Una vez dormido el hijo, ella escribe cartas y lee algo de los pensamientos de su querido Nietzsche, aunque no está de acuerdo con ellos. Especialmente le hizo sufrir mucho la lectura de El Anticristo. Su hijo siempre le recomendó que no la leyera, porque le dolería.
La madre, que sólo ve al hijo y no quiere ver al filósofo, sigue tratando de que no sufra y no haga sufrir a los demás. Reza mucho a Dios con la esperanza de que su hijo recupere la salud. Y así lo va contando en sus cartas. Cualquier mejora, por leve que sea, le hace acudir al Señor para darle las gracias y seguir pidiendo ayuda. Así dice en una de sus cartas a sus amigos: Ahora espero que todo vuelva a su ser con el tiempo y la ayuda de Dios. Es que con frecuencia nosotros dos hacemos nuestras pequeñas y grandes bromas, con las que él se ríe mucho y recupera su antiguo y amable carácter. Así, también sean ustedes, mis buenos señores, encomendados a la fidelidad de Dios.. (Pág. 100).
En otra de sus cartas cuenta como fue una noche de Navidad, en la que su hijo se sintió –inesperadamente- feliz: Mi hijo dijo que lo pusiéramos cerca del árbol de Navidad, sentado delante en un sillón con el rostro resplandeciente, mientras nosotras (la madre y la hermana), íbamos de allá para acá.
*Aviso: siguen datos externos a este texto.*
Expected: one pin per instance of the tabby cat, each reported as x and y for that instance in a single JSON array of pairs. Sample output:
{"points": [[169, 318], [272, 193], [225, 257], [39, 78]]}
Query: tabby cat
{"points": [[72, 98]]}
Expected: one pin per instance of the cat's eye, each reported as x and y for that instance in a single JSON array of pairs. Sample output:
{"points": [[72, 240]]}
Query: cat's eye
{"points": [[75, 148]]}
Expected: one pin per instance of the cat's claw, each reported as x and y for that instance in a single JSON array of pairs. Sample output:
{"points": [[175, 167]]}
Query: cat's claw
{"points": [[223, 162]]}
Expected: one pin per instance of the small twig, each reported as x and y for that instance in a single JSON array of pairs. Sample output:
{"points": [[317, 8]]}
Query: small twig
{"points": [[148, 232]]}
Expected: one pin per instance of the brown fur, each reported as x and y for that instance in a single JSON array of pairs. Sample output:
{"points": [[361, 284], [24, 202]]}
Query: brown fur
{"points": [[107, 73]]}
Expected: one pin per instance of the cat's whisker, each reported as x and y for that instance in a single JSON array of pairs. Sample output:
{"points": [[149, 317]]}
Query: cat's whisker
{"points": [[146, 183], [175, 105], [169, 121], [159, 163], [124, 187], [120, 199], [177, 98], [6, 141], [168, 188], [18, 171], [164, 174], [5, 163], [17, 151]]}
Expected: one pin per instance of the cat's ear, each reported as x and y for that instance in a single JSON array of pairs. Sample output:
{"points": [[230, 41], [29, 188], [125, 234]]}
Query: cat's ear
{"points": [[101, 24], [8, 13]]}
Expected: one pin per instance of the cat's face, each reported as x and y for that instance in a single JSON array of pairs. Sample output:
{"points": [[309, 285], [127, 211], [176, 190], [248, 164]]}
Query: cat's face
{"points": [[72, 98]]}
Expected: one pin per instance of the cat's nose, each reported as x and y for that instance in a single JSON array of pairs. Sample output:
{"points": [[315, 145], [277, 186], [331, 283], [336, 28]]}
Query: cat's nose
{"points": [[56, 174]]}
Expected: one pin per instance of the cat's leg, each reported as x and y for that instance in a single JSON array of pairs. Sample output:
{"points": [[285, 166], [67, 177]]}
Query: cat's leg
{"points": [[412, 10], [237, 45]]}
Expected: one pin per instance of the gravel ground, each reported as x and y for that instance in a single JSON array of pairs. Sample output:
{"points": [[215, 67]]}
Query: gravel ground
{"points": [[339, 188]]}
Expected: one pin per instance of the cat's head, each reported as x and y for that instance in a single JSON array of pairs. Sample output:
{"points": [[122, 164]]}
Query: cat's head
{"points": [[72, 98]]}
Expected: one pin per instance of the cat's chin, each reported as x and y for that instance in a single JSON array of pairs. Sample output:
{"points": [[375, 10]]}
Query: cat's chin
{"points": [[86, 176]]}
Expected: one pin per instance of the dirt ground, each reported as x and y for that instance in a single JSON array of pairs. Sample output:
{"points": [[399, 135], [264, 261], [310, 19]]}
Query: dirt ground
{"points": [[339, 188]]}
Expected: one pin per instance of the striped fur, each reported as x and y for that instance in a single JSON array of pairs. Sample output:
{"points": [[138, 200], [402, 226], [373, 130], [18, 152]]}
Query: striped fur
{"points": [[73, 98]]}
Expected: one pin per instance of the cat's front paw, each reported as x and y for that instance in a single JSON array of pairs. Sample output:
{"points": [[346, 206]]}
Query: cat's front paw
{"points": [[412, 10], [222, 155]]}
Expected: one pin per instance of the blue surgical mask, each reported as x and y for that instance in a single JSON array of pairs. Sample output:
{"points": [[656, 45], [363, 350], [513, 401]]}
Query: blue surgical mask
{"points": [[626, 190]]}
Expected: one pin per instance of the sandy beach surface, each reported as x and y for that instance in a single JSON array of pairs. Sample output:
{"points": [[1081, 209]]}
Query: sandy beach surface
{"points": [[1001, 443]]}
Volvió la cabeza hacia el pianino, para ver si venían de allí los sonidos y pronunció varias veces las siguientes palabras, sin ninguna clase de excitación: “Esto es lo más bonito de toda la casa”. Naturalmente nosotras sonreímos con él por ese inesperado efecto producido en “nuestro corazón de ángel”, como ahora lo llama su hermana, y así festejamos esa noche con sincero agradecimiento a nuestro Dios Bienamado (Pág. 189).
Con el tiempo la madre terminaría enfermando, pero no pierde la paz y la confianza en Dios. Alabado sea Dios sólo por haberme permitido hasta ahora prodigar los cuidados a mi hijo… porque por lo demás me siento completamente paralizada (Pág. 231). Y esta fue su última carta.
Es de admirar que una mujer de setenta años sacara fuerzas de su fe en Dios para rodear de cariño y atenciones a su hijo, que le hacía sufrir con sus pensamientos filosóficos y sus ademanes bruscos, pero era su madre. Es interesante saber que el padre de Nietzsche era pastor protestante. Y su hijo, sin embargo, en un arranque de delirio llegó a proclamarse con toda su fuerza el sucesor del Dios que ha muerto.
La madre, como una nueva Mónica, pedía por la conversión de su hijo. No parece que lo consiguió, aunque su locura pudo ser un fuerte atenuante de sus desafíos contra Dios. ¡Quién sabe! Tal vez no se perdió para siempre un hijo que costó tantas oraciones y lágrimas!